With that experience, he found a job at Michigan Brewing Company in 2004, managing the home-brew store, all the while learning and making connections. Every chance he got, he helped out in the brewing process, until one day the owner handed Josh the brew list for the day, telling him to call if he had any questions.
“I didn’t even know what button to push … it was all buttons,” says Josh, looking back with a laugh. It was a trial by fire, but he aced it, figuring out the correct buttons to push even though he had to call the owner “probably 10 times that day. But, no problem, everything was good. I brewed every batch of beer there for the next two-and-a-half years.”
He continued to make connections, building friendships and his network, until he got a call from his old friend from Arcadia Brewing Company.
“He said, ‘Dude, it is time to come home. We can’t make enough beer; we have quality control issues and we need you,” says Josh, who became assistant head brewer at the place where he used to volunteer for a couple of cases of beer.
Eventually, through friends in the industry, he got connected to a group that was looking to open a brewery in Happy Valley.
Josh remembers the first time he came to State College to consult about the possibility. During that trip, he sat on the 50-yard-line of a Michigan-Penn State game on Halloween, and climbed to the top of Mount Nittany. He started to think in the back of his mind about how nice it would be to raise his young family in the mountains of central Pennsylvania.
“It was like, this is … sweet,” says Josh.
Eventually, he had a choice to make: Either stay in Michigan and help Arcadia expand to a second location, or, “there are these really cool people who I just met who want to open up a brewery in State College, where you can get anywhere in the woods in like 10 minutes, and they have mountains, and streams you can paddle, and there is no crime. … So, the choice was to move here and raise a family in an awesome spot.”
Once he settled in, Josh got to brewing with this philosophy: “We are not trying to make the best beer on the planet; our true, honest goal is to make the best beer you’ll drink today.”
Josh brews a wide variety of beers, looking to satisfy a variety of flavor profiles. He likens the lineup to that of a sports team.
“For us here, a full lineup is 12 beers on tap. … Four of them need to be hoppy … so we’ve got eight to play with. You need a couple nice, approachable beers, because not everybody rides mountain bikes and sucks down 7-percent IPAs every day. A lot of people want the closest thing to Miller Lite. You should have something that satisfies the flavor-preference range.”

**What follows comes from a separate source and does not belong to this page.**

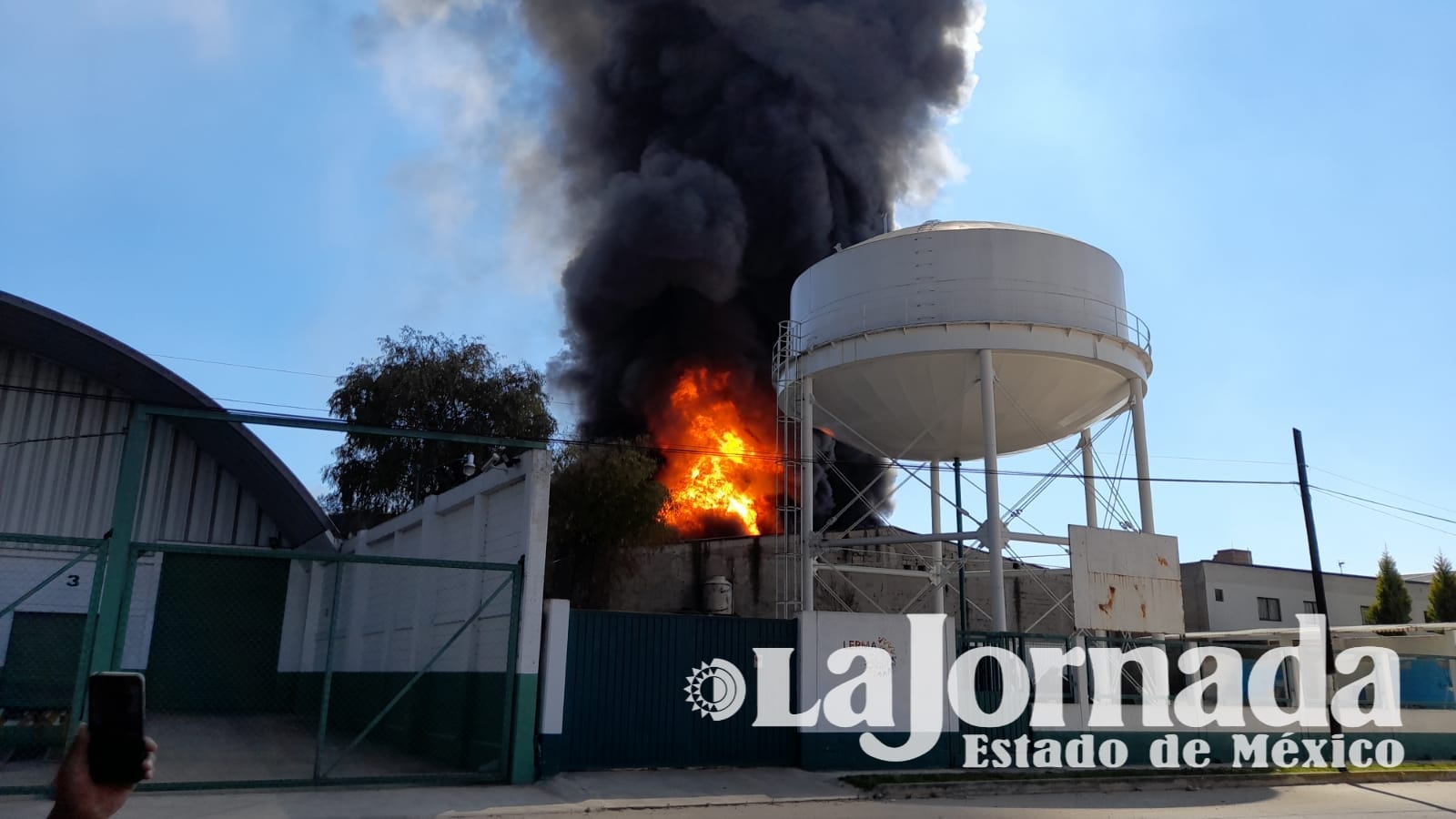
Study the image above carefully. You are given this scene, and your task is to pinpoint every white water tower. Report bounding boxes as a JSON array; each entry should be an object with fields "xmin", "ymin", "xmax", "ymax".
[{"xmin": 774, "ymin": 221, "xmax": 1153, "ymax": 631}]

As we come out of the pandemic, Josh is ready to build the brewery’s connections to the community even stronger. An avid mountain-biker who loves live music, he sees those as avenues to build those connections.
“I want to make beer for this community, I want to be a part of this community,” he says. “My stuff is music-based, outdoor-based. So, for people who are doing things in those realms, I want to be involved. If there is a mountain-biking event or a trail-running event, we want to be involved. Beer offers a lot of things for people who are trying to create, that are coming up with ideas. They are getting together, brainstorming, and the environment downstairs is great to sit back, grab a couple of beers, and shoot the breeze and figure it out.”
Staff writer Vincent Corso enjoys drinking local and meeting new people at central Pennsylvania’s many interesting establishments.